Dear Lariabby,
When you look at traditional male/female roles, logic dictates that a man holds the door, pulls out a woman's chair, pays for meals, etc. Being married, some of these things are that of which I don't have to worry about, mostly all meals. But the holding of the door and pulling out of the chair mean something to me. Part of it was how I was raised, as I was taught that, but part of me just believes it shows my wife I care.
There-in lies the problem. My wife is a saint, but she often(more like never) says 'Thank you' when I hold the door or pull out her chair. She's amazing in every other way, I really couldn't ask for much more. Perhaps it's nitpicking, but the less she says 'Thank you' the less I feel like doing it for her.
We've discussed it, at length, and she always apologizes, and explains it was how she was raised.

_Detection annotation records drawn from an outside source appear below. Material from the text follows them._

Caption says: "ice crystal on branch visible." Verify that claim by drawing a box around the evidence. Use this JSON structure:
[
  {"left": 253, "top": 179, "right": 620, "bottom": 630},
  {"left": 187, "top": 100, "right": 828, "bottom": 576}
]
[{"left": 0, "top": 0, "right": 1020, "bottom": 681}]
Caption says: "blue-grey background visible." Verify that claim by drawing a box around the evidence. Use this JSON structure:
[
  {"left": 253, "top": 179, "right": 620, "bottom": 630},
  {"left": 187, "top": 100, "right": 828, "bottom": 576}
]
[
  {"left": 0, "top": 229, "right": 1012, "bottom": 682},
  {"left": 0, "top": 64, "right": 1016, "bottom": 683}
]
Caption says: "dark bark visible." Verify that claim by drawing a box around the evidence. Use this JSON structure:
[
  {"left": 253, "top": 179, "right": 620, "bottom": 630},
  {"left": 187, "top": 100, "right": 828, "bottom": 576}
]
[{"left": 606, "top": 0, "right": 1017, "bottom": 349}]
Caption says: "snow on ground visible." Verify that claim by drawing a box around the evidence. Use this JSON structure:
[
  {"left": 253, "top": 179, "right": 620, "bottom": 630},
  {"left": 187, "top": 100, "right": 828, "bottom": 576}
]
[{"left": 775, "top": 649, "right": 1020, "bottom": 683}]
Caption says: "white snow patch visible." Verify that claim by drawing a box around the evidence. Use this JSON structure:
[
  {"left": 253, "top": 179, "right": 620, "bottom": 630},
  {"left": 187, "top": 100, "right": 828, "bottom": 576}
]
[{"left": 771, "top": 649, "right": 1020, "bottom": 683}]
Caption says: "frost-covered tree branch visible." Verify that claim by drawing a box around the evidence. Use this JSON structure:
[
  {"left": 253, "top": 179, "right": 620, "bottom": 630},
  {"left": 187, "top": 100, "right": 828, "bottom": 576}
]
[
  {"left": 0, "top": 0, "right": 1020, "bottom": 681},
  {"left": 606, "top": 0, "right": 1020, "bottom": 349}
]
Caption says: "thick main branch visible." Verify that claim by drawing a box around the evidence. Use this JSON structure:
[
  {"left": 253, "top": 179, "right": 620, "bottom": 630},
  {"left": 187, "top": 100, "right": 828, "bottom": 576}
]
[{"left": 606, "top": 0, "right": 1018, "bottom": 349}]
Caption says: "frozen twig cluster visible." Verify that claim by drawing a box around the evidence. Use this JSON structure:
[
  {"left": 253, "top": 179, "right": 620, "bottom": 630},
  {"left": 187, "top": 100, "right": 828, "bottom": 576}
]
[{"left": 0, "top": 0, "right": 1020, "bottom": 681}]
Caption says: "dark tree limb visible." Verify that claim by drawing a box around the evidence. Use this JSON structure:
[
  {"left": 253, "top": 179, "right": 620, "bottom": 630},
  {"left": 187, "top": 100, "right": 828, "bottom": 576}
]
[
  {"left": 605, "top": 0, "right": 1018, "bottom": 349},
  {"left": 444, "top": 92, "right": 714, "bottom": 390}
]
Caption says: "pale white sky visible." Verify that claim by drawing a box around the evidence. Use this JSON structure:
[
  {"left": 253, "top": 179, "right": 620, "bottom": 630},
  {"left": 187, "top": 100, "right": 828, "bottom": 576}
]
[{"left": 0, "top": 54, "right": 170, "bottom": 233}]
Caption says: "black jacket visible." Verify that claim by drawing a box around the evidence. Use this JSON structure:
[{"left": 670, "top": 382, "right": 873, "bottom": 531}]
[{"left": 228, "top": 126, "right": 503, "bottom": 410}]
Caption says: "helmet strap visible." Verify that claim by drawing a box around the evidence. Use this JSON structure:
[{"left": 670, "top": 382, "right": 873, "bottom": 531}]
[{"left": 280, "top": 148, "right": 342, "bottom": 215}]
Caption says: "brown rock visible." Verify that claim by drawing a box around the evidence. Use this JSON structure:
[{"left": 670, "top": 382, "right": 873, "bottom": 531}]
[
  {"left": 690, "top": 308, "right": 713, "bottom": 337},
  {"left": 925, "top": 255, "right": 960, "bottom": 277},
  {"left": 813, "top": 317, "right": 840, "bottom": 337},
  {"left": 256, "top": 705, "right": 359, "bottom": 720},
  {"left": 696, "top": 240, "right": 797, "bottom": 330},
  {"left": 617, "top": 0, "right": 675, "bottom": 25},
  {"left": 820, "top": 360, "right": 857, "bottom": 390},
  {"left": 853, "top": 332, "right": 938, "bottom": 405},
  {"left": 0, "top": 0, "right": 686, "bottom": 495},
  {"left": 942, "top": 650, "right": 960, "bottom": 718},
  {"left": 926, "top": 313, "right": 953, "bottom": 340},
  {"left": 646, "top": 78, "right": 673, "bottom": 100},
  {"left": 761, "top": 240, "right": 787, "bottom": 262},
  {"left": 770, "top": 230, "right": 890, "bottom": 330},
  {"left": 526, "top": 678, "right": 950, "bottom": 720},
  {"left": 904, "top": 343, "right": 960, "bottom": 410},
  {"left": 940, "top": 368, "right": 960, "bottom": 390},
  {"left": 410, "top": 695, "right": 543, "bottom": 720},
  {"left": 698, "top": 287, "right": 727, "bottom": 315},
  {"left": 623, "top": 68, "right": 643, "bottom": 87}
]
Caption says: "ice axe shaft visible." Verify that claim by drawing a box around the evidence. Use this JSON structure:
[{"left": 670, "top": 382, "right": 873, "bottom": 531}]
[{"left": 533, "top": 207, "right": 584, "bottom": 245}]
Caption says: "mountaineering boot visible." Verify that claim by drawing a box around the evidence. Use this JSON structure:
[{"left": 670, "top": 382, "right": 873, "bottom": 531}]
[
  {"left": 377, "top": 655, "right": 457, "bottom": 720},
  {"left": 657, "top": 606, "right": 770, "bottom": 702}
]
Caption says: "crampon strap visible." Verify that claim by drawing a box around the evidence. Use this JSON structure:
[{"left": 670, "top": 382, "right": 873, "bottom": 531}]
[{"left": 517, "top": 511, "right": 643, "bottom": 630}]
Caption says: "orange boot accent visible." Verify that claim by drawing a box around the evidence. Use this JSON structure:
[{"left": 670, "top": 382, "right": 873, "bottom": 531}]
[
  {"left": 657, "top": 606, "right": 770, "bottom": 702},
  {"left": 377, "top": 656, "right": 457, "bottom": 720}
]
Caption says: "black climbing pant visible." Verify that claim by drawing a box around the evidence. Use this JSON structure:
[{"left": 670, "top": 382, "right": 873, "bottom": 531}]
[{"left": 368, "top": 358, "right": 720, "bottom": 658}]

No thank you's were explained, it was expected of the man to do most things for the woman, so why thank them for doing their 'job'? Still, I've told her my concern in it, and she understood, said she would work on it, but yet, almost a year later, and nothing is changed.
I don't want to be 'That Guy" who gets on her about one thing, but it makes me feel unappreciated. My issue, whether wrong or how selfish it may appear I'm being, is that it can ruin evenings for me. But at this point, when discussion with friends, family, and other females, all who have given advice, hasn't worked.
Do you think this is something I should just let go, Love her for her faults like she does mine, or worth pursuing further?